Der promovierte Hautarzt Jörg Hermann ist seit 2011 Vorstandschef der Kassenärztlichen Vereinigung Bremen. Foto:pv
Interview

„Bremenweit haben wir ein einziges Problem“

Von
Mehr als 50 Ärzte informierten am Tag der ambulanten Medizin. Wie gut sind die Bremer versorgt? Ärztechef Jörg Hermann über Medizinermangel, Förderprogramme und Bewertungsportale.

Weser Report: Herr Hermann, gibt es in Bremen zu viele oder zu wenige Ärzte?

Jörg Hermann: Insgesamt sind wir gut ausgestattet. Die Frage ist: Welche Messlatte lege ich an? Im Vergleich zum Bundesdurchschnitt haben wir in Bremen zu viele Ärzte. Wenn es danach geht, wie viele Ärzte wir gerne hätten und wie kurz die Wege zum nächsten Arzt sein sollen, dann könnten wir noch mehr Ärzte gebrauchen. Und wenn heute immer ein Arzt da sein muss, wo gestern auch einer war, dann haben wir einen Mangel.

In Bremen-Nord beklagen die Bürger einen Mangel an Kinderärzten.

Wenn Sie einen Hausarzt haben, der nur sieben Häuser weiter seine Praxis hat, zu dem Sie immer gegangen sind und der aufhört, ohne einen Nachfolger zu finden, dann ist das für Sie ein Mangel. Dass in Bremen aber noch 340 Hausärzte praktizieren, ist Ihnen dann egal.

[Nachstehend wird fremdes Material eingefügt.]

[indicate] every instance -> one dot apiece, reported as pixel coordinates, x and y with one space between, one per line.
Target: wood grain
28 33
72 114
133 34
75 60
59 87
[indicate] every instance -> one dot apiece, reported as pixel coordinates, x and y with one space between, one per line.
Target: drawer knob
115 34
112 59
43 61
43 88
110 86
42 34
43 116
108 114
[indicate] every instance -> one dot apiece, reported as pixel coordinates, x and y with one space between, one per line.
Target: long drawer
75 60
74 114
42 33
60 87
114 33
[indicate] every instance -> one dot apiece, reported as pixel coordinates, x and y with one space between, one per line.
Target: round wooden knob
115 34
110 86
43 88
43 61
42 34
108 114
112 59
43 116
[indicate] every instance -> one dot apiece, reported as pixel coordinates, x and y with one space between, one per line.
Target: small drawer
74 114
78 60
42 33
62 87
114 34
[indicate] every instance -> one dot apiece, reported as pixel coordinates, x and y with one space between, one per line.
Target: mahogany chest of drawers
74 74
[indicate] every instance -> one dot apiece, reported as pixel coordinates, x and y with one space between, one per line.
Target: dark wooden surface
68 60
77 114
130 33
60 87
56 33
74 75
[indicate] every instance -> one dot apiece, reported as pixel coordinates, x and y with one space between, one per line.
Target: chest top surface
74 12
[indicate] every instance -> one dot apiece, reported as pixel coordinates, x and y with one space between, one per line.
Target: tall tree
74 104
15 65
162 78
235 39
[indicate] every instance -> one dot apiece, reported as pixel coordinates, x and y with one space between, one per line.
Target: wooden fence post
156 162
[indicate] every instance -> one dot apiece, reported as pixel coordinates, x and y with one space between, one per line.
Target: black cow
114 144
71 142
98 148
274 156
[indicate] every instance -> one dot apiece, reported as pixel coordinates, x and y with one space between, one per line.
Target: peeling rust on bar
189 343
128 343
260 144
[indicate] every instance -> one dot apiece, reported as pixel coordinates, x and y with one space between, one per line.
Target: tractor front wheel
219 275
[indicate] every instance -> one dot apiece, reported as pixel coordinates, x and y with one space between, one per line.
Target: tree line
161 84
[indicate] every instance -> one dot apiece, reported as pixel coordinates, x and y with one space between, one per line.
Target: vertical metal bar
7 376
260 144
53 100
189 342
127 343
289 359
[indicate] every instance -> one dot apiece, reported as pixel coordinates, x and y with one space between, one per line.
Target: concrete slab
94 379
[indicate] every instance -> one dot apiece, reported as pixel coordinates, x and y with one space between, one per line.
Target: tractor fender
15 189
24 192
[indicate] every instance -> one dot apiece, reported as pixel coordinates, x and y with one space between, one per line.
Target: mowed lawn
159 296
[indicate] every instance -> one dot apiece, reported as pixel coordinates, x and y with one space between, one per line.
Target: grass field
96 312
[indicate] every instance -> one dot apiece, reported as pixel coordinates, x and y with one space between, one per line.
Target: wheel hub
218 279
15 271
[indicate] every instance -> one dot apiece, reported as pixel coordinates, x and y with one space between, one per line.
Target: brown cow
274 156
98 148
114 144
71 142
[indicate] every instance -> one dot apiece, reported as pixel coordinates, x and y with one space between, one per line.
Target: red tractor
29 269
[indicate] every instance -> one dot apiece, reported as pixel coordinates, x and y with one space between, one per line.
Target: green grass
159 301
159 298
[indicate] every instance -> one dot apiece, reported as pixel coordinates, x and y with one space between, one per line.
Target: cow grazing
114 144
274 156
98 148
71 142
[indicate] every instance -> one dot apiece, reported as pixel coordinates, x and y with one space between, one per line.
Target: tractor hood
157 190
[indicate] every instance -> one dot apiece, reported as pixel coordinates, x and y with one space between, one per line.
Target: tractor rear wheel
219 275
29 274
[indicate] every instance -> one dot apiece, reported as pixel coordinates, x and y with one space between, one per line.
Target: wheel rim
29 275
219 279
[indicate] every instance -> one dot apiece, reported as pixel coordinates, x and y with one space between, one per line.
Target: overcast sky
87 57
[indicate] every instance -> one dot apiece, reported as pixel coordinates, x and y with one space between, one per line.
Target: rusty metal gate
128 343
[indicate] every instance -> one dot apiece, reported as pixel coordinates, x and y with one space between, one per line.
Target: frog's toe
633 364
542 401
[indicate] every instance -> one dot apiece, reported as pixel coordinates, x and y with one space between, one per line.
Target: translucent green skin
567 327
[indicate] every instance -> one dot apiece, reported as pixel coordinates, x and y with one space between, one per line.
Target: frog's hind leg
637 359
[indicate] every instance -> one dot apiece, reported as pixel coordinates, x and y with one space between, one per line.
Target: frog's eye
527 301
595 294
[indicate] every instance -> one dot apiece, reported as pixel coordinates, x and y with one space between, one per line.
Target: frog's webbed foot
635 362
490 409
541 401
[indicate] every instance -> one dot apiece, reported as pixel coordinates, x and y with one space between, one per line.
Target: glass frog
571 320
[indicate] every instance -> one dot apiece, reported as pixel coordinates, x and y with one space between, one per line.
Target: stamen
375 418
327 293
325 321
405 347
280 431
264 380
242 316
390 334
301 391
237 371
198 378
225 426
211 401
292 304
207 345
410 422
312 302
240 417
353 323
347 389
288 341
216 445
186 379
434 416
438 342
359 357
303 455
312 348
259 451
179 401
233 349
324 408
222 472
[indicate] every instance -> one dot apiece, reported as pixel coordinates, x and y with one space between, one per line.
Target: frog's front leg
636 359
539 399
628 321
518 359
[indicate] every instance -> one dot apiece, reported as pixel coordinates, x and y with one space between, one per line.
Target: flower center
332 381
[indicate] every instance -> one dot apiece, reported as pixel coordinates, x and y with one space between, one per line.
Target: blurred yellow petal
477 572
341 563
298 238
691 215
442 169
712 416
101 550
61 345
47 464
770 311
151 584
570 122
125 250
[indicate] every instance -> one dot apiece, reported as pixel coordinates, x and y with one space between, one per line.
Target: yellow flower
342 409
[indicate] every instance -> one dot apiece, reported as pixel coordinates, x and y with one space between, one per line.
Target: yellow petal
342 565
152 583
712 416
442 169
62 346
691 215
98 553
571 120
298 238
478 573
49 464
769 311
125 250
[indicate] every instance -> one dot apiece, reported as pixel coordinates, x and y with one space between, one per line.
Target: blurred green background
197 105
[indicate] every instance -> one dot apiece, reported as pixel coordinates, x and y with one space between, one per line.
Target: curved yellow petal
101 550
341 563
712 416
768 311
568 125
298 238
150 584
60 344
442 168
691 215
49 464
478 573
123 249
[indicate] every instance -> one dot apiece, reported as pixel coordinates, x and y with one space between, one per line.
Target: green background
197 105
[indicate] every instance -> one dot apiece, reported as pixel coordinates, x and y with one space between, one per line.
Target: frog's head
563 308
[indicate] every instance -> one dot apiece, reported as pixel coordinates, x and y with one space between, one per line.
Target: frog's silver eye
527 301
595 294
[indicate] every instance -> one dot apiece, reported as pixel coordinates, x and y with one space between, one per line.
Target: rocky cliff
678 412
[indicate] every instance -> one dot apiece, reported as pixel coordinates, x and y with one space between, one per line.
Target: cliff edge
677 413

Sie fühlen einen Mangel, und müssen sich umorientieren. Das führt in Bremen-Nord zu den Protesten.

Wo mangelt es tatsächlich an Ärzten?

Bremenweit haben wir ein einziges Problem. Wir haben nur fünf Rheumatologen. Eine Rheumatologin hört jetzt auf, findet aber keinen Nachfolger. Deutschlandweit gibt es keinen Rheumatologen, der nach Bremen kommen will.

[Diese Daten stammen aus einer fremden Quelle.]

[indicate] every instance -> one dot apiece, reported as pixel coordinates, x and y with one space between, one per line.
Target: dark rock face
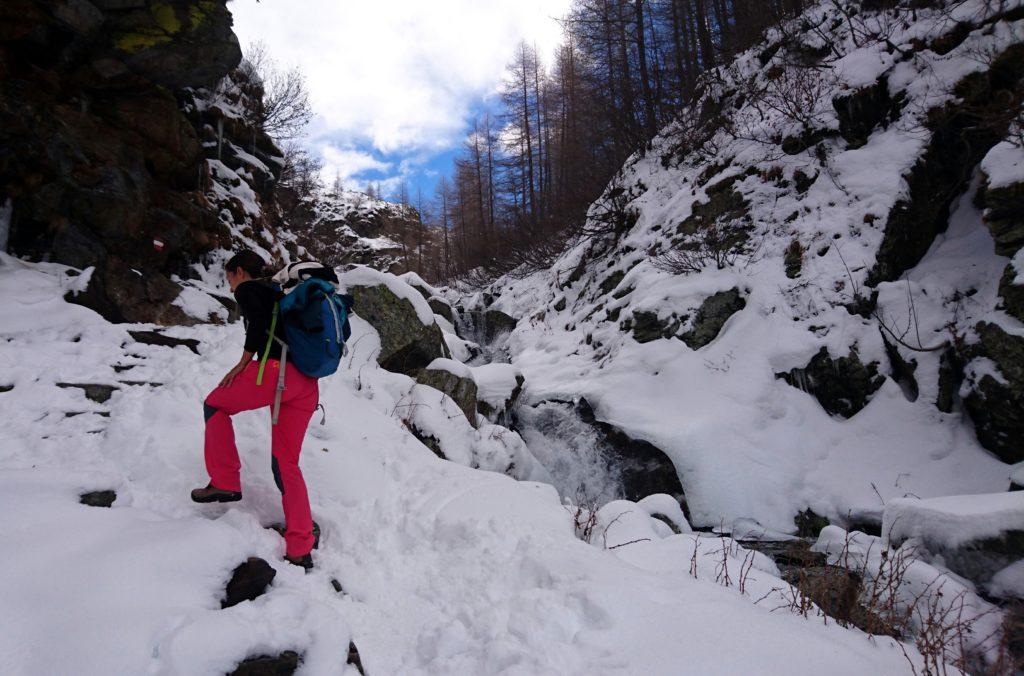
648 327
94 392
1012 294
442 308
354 659
645 469
484 327
97 158
353 227
709 319
1005 217
712 315
98 498
843 385
407 344
249 581
996 405
809 523
157 338
860 112
283 665
958 143
462 390
503 415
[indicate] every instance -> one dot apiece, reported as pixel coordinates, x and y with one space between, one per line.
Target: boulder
454 379
993 391
843 386
499 387
249 581
157 338
93 391
177 43
645 469
408 345
1012 294
484 327
285 664
938 177
712 315
440 306
647 327
976 536
861 111
98 498
1005 216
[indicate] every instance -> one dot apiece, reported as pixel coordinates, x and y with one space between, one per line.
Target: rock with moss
1012 294
712 315
408 345
993 391
456 380
938 177
725 206
499 387
861 111
843 386
497 323
176 43
648 326
1005 216
440 306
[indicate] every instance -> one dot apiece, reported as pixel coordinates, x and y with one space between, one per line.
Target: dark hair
248 260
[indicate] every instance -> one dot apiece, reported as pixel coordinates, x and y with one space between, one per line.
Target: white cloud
347 163
397 75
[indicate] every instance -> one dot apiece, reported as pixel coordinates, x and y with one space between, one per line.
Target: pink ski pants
297 405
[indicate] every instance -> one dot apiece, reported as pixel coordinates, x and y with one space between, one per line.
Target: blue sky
395 83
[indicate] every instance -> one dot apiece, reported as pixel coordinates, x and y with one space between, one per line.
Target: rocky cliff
807 290
117 153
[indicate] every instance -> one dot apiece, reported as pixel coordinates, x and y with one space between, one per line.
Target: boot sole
210 499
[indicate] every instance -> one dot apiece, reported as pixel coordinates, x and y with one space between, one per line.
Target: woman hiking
239 390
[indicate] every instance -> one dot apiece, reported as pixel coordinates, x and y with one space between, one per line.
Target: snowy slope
444 568
744 442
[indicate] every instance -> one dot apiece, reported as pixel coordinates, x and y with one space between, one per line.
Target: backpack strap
275 411
269 341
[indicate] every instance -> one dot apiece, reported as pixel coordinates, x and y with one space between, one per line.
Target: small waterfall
581 464
473 326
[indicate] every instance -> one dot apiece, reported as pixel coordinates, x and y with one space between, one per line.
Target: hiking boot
302 561
213 494
280 530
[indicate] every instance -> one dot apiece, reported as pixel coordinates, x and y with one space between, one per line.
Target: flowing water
582 465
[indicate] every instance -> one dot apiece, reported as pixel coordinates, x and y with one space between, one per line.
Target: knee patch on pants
275 468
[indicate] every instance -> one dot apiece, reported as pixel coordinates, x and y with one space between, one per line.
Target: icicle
220 135
5 213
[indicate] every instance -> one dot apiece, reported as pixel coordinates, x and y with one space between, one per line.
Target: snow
228 184
913 587
1009 583
951 521
5 212
750 450
495 383
457 368
414 280
444 568
200 304
360 276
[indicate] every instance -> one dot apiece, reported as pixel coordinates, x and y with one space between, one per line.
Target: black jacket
256 299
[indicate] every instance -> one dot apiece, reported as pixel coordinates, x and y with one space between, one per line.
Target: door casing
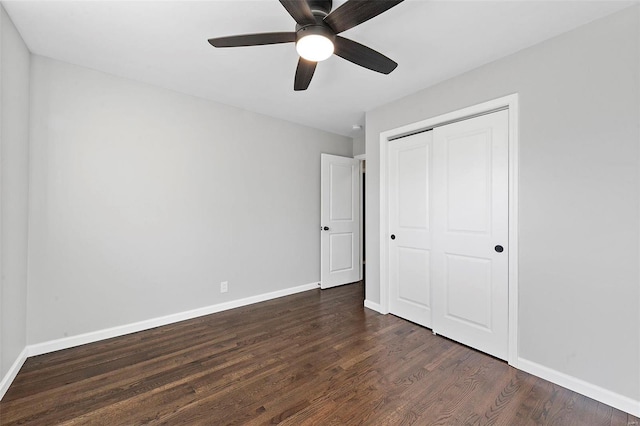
509 103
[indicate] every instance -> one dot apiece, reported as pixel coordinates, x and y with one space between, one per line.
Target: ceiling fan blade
253 39
355 12
363 55
304 73
299 11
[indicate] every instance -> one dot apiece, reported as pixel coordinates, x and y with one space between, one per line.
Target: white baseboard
13 372
373 306
95 336
621 402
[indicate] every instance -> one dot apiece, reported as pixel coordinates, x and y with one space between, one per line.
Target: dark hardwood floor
316 358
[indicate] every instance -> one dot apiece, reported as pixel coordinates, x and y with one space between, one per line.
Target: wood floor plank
311 358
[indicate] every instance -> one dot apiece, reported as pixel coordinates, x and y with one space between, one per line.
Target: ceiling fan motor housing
322 7
317 29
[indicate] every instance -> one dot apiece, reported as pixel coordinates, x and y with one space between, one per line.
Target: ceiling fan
316 35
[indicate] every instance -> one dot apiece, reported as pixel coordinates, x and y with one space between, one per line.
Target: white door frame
509 102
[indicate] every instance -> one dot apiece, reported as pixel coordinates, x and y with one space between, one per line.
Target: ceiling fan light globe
314 47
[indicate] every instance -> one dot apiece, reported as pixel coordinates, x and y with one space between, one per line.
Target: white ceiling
165 43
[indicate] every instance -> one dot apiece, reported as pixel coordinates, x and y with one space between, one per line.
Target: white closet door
340 261
470 232
410 234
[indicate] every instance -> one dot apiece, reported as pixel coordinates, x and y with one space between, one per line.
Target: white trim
372 305
510 102
621 402
95 336
13 372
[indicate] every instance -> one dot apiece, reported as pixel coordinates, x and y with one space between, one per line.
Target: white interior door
340 261
409 227
470 232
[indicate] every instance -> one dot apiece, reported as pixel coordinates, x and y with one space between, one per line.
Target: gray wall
14 178
579 193
143 200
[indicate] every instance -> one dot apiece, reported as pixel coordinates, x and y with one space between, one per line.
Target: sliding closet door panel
410 234
470 232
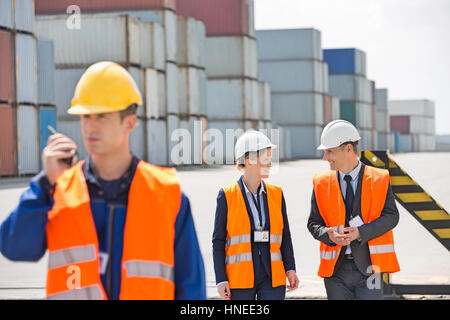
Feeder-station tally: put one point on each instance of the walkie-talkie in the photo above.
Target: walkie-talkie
(69, 161)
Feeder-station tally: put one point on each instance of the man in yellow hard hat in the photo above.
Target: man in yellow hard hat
(116, 227)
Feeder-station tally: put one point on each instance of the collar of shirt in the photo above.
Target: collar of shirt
(354, 173)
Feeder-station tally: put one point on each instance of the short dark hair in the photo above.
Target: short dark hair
(354, 144)
(131, 110)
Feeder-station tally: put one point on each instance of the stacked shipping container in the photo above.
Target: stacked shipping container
(414, 122)
(292, 62)
(347, 80)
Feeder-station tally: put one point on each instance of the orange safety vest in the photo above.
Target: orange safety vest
(331, 206)
(238, 250)
(148, 250)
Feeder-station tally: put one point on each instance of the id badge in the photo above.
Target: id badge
(261, 236)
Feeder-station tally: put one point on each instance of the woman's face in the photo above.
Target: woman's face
(261, 165)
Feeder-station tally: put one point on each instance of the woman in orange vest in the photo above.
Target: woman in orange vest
(353, 213)
(252, 246)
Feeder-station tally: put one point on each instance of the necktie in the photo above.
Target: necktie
(349, 196)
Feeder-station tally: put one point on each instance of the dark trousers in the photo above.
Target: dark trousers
(262, 289)
(348, 283)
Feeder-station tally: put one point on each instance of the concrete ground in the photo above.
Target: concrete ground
(423, 260)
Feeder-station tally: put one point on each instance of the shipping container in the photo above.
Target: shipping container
(26, 68)
(155, 94)
(294, 76)
(138, 143)
(8, 145)
(23, 15)
(234, 56)
(6, 66)
(289, 44)
(400, 124)
(345, 61)
(6, 14)
(157, 142)
(188, 91)
(297, 108)
(304, 141)
(351, 87)
(153, 47)
(412, 107)
(231, 17)
(102, 37)
(46, 72)
(233, 99)
(72, 129)
(61, 6)
(381, 99)
(28, 140)
(191, 37)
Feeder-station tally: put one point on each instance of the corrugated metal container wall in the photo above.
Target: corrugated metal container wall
(400, 124)
(231, 17)
(289, 44)
(27, 139)
(8, 144)
(26, 71)
(24, 15)
(297, 108)
(294, 76)
(157, 142)
(228, 57)
(60, 6)
(6, 66)
(103, 37)
(345, 61)
(6, 14)
(47, 116)
(191, 39)
(46, 72)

Die Kassenärztliche Vereinigung fördert doch die Ansiedlung von Ärzten in Bremen.

Wir haben ein Förderprogramm, machen Werbung und nehmen Geld in die Hand. Wenn ein Arzt zögert, in Bremen eine Praxis zu eröffnen, weil er befürchtet, zu wenig Umsatz zu machen, dann geben wir ihm eine Umsatzgarantie. Die gilt für acht Quartale und richtet sich nach dem durchschnittlichen Umsatz in der jeweiligen Arztgruppe. Wir geben auch 50.000 oder 60.000 Euro als Zuschuss, um mal die Ausstattung der Praxis zu modernisieren. Die Ärzte erwarten aber, dass auch die anderen etwas machen. Die Krankenkassen zahlen die Weiterbildung. In anderen Regionen legt auch die Politik erhebliche Summen auf, um Ärzte gezielt in ihre Region zu locken. Das ist in Bremen leider nicht der Fall.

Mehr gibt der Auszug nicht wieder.